Cemented mounds and hydrothermal sediments on the detachment surface at Kane Megamullion: A new manifestation of hydrothermal venting

TitleCemented mounds and hydrothermal sediments on the detachment surface at Kane Megamullion: A new manifestation of hydrothermal venting
Publication TypeJournal Article
Year of Publication2013
AuthorsTucholke, BE, Humphris, SE, Dick, HJB
JournalGeochemistry, Geophysics, Geosystems
Volume14
Pagination3352–3378
KeywordsAUV ABE (Autonomous Benthic Explorer), ROV Jason (Remotely Operated Vehicle)
Abstract

Long-lived detachment faults are now known to be important in tectonic evolution of slow-spreading mid-ocean ridges, and there is increasing evidence that fluid flow plays a critical role in development of detachment systems. Here we document a new manifestation of low-temperature hydrothermal venting associated with the detachment fault that formed Kane Megamullion ∼3.3–2.1 m.y. ago in the western rift-valley wall of the Mid-Atlantic Ridge.
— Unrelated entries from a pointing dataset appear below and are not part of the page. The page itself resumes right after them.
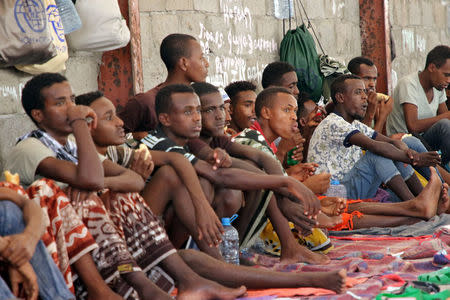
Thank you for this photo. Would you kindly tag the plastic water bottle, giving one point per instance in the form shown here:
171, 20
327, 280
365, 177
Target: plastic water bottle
336, 189
229, 248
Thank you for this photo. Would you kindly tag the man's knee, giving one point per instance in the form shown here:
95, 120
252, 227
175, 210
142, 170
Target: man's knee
11, 218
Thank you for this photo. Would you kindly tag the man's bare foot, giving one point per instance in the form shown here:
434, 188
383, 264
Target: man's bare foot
333, 206
444, 201
334, 280
426, 203
202, 289
328, 222
297, 253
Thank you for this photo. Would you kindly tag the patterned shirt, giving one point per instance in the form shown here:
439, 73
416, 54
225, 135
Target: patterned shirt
158, 140
330, 147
Hydrothermal effects on the detachment surface include (1) cemented mounds of igneous rock and chalk debris containing hydrothermal Mn oxides and Fe oxyhydroxides, and (2) layered deposits of similar Fe-Mn minerals ± interbedded chalks. Mounds are roughly conical, ∼1–10 m high, and contain primarily basalts with lesser gabbro, serpentinite, and polymict breccia. The layered Fe-Mn-rich sediments are flat-bedded to contorted and locally are buckled into low-relief linear or polygonal ridges. We propose that the mounds formed where hydrothermal fluids discharged through the detachment hanging wall near the active fault trace. Hydrothermal precipitates cemented hanging-wall debris and welded it to the footwall, and this debris persisted as mounds as the footwall was exhumed and surrounding unconsolidated material sloughed off the sloping detachment surface. Some of the layered Fe-Mn-rich deposits may have precipitated from fluids discharging from the hanging-wall vents, but they also precipitated from low-temperature fluids venting from the exposed footwall through overlying chalks. Observed natural disturbance and abnormally thin hydrogenous Fe-Mn crusts on some contorted, hydrothermal Fe-Mn-rich chalks on ∼2.7 Ma crust suggest diffuse venting that is geologically recent. Results of this study imply that there are significant fluid pathways through all parts of detachment systems and that low-temperature venting through fractured detachment footwalls may continue for several million years off-axis.